Tuesday, May 14, 2019

Eating Disorder

It's hard to believe it's May already. It feels like the new year was just last week when our friend Jodie invited us to her home for yet another Chinese New Year dinner.

“Are you sick of loh-hei, yet?” she’d asked earlier on the phone. 

“I’ve had 12 so far,” Amanda told her.

“I’ve had 33!”

There was a brief silence as Amanda struggled to wonder if she’d misheard. “Thirty-three?” she said eventually. “How can you have had 33 loh-hei? This is only like the fifth day of Chinese New Year!”

“Oh, I started about two weeks before and as we approached the New Year, I had it for lunch and dinner with the family and my clients.”

“Thirty-three?” Saffy said when Amanda told her. 

“She’s so competitive! Just like at Uni!”

“I feel sick just thinking about all that sweet sauce!”

“Which is why tonight’s version is going to be Indonesian!” Amanda said. “She’s basically doing a gado-gado.”

Saffy blinked. “And what’s she using for the fish?”

“Otah-otah!”

“It’s going to be cooked, right?” I asked. “Because I’m not eating raw spiced mackeral!”

“She said she’s just unpacking the whole thing from the banana leaf.”

Saffy shrugged. “That’s just weird, but whatever. She just shouldn’t call it loh-heior Instagram us tossing,” she warned. “Can you imagine how that would look? All those great chunks of tofu and otah-otah flying up in the air? I don’t want to become a viral sensation for all the wrong reasons!”

Screaming with laughter at the image, we piled into a cab and zoomed towards Jodie’s apartment at Peach Garden. 

“God, that Jodie is such a China Doll,” Saffy said. “Even her condo sounds like a restaurant.”

When we arrived at the guard-house, Amanda poked her head out the window to announce who we were there to see. She hadn’t even opened her mouth when the security guard waved us through, leading Saffy to wonder if this sort of thing would also happen if we’d dropped by the Istana for loh-hei with the President. 
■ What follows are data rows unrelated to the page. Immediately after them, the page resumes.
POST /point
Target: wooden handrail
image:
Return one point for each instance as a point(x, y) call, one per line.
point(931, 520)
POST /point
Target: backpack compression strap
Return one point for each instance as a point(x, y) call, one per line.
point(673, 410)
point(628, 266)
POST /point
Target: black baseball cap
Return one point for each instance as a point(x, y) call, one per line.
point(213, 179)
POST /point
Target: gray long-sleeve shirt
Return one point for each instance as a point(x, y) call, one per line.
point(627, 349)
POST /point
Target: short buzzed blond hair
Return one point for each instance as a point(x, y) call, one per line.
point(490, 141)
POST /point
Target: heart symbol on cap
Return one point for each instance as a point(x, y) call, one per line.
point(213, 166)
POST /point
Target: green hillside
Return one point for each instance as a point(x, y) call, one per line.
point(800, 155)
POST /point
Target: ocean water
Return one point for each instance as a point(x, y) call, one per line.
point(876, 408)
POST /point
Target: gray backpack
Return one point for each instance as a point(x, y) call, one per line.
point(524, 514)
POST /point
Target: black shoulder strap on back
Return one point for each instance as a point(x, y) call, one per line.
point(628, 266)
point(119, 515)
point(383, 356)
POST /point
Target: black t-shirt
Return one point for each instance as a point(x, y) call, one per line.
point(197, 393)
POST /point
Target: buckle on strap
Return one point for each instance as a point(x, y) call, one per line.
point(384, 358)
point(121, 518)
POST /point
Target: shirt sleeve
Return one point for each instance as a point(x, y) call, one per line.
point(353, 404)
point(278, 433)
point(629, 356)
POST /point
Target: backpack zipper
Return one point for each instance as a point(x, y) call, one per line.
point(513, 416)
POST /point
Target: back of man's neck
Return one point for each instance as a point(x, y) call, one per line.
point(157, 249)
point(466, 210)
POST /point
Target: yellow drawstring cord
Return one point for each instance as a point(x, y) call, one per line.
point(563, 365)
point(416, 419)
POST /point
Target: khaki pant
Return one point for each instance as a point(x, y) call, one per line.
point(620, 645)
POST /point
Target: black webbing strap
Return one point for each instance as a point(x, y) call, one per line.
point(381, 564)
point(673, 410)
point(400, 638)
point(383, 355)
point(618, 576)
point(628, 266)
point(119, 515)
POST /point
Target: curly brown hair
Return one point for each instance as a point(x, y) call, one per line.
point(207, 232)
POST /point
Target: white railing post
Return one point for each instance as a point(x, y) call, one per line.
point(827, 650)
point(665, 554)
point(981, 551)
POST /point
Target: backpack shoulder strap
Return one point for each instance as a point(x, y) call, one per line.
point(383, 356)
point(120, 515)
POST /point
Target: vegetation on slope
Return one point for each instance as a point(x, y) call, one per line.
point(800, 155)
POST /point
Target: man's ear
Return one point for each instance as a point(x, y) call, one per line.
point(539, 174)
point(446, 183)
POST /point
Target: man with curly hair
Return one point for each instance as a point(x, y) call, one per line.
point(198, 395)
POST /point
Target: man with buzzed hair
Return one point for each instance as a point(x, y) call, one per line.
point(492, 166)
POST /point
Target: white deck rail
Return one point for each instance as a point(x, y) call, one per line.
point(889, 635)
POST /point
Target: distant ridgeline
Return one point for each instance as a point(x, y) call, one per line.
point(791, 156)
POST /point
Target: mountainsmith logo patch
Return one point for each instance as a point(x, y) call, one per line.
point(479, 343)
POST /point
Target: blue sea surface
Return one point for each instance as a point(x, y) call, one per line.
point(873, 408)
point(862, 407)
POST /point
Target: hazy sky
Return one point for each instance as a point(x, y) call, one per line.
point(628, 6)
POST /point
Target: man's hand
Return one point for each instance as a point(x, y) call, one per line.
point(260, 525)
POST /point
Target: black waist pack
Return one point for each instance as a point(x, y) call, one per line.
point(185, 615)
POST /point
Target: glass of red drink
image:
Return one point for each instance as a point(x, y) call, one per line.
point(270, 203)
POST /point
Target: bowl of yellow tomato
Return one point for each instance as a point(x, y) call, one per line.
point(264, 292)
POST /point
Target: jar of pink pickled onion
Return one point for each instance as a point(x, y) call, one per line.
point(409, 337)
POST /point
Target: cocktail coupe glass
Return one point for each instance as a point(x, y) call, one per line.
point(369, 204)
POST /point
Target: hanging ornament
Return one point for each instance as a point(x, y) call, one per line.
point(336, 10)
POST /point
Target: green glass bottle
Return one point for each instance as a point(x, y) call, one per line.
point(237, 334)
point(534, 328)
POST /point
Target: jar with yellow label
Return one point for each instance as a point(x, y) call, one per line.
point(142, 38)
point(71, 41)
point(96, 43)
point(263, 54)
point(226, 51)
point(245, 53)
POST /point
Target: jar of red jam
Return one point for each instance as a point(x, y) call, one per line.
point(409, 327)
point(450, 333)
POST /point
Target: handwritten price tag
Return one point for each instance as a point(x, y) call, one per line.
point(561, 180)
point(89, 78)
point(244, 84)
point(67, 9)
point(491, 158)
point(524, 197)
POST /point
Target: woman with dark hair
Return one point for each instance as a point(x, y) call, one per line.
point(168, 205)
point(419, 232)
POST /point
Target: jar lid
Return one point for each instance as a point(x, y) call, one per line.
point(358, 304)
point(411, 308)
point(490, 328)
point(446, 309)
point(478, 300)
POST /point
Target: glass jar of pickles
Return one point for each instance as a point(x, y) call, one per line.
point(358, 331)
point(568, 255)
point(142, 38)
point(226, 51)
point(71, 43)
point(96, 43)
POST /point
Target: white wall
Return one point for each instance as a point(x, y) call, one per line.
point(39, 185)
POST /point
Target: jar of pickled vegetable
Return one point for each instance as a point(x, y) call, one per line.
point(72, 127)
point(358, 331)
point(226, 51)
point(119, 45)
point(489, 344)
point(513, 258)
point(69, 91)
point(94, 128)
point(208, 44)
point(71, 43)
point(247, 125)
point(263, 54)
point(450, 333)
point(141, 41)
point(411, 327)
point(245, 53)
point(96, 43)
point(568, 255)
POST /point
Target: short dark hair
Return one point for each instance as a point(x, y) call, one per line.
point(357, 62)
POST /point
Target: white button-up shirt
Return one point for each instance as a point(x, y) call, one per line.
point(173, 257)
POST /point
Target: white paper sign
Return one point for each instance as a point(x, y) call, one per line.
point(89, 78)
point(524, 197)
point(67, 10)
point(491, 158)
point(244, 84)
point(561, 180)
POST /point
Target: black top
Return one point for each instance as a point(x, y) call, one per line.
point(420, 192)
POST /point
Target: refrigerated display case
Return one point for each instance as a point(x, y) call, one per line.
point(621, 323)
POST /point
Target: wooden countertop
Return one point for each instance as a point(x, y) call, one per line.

“The same thing happened to me the other day when I visited Shaun’s mother, do you remember?” Amanda said as the taxi pulled up at Jodie’s block. “I don’t think the guard even looked up from his phone. I mean, I could have been a robber for all he knew! He just happily waved me through.”

“Well, you’re in top-to-toe Chanel. You don’t exactly look like a robber,” Saffy pointed out, though I couldn’t help but think neither did the girls from Ocean’s 11. 

Amanda turned pink with pleasure that someone had noticed what she was wearing. “You know what the problem is? Singapore is just too safe! Which makes me wonder why anyone bothers with security guards anyway.”

“So that retirees have something to do!” said Saffy, HR executive to the Nation. 

“I mean, who would be stupid enough to commit a crime in this country?” Amanda went on, warming to her theme, though as Saffy later said privately, you could tell she was mentally role-playing her favourite fantasy as a PAP minister on the campaign trail. “You’d be tracked down, charged and jailed before you even had a chance to put your bag down to count your stolen cash!”

When we finally made it up to Jodie’s apartment, she said that after years of living in New York and being regularly terrified on her way home from work at night, she fully intended to live out the rest of her life in this country, secure in the knowledge that probably the most dangerous thing that would ever happen to her would be to go through an ERP gantry without enough money in her CashCard.

“So, did you read about that Go-Jek driver?” she asked as she carefully assembled her gado-gado loh-hei, which she’d since renamed galoh-gahei. “I’m telling you, this dish could fund my retirement. It’s just a question of clever marketing!”

“What about the Go-Jek driver?” Amanda interrupted. “You mean that girl and the ERP?”

“Yes! Did you see the video and how she was yelling that she was being kidnapped?”

“Hadn’t the driver brought her to the police station or something?” Amanda said, surprising us all with the depth of her knowledge of Singapore current affairs.  

“Only in Singapore,” Jodie said, in the solemn tone of a BBC newsreader announcing the birth of a new heir to the throne, “can you be kidnapped and the kidnapper brings you straight to the police station so that you can file a complaint!”

Amanda giggled while Saffy’s bosom inflated. “You see, that’s the kind of viral sensation you don’t want to be involved in!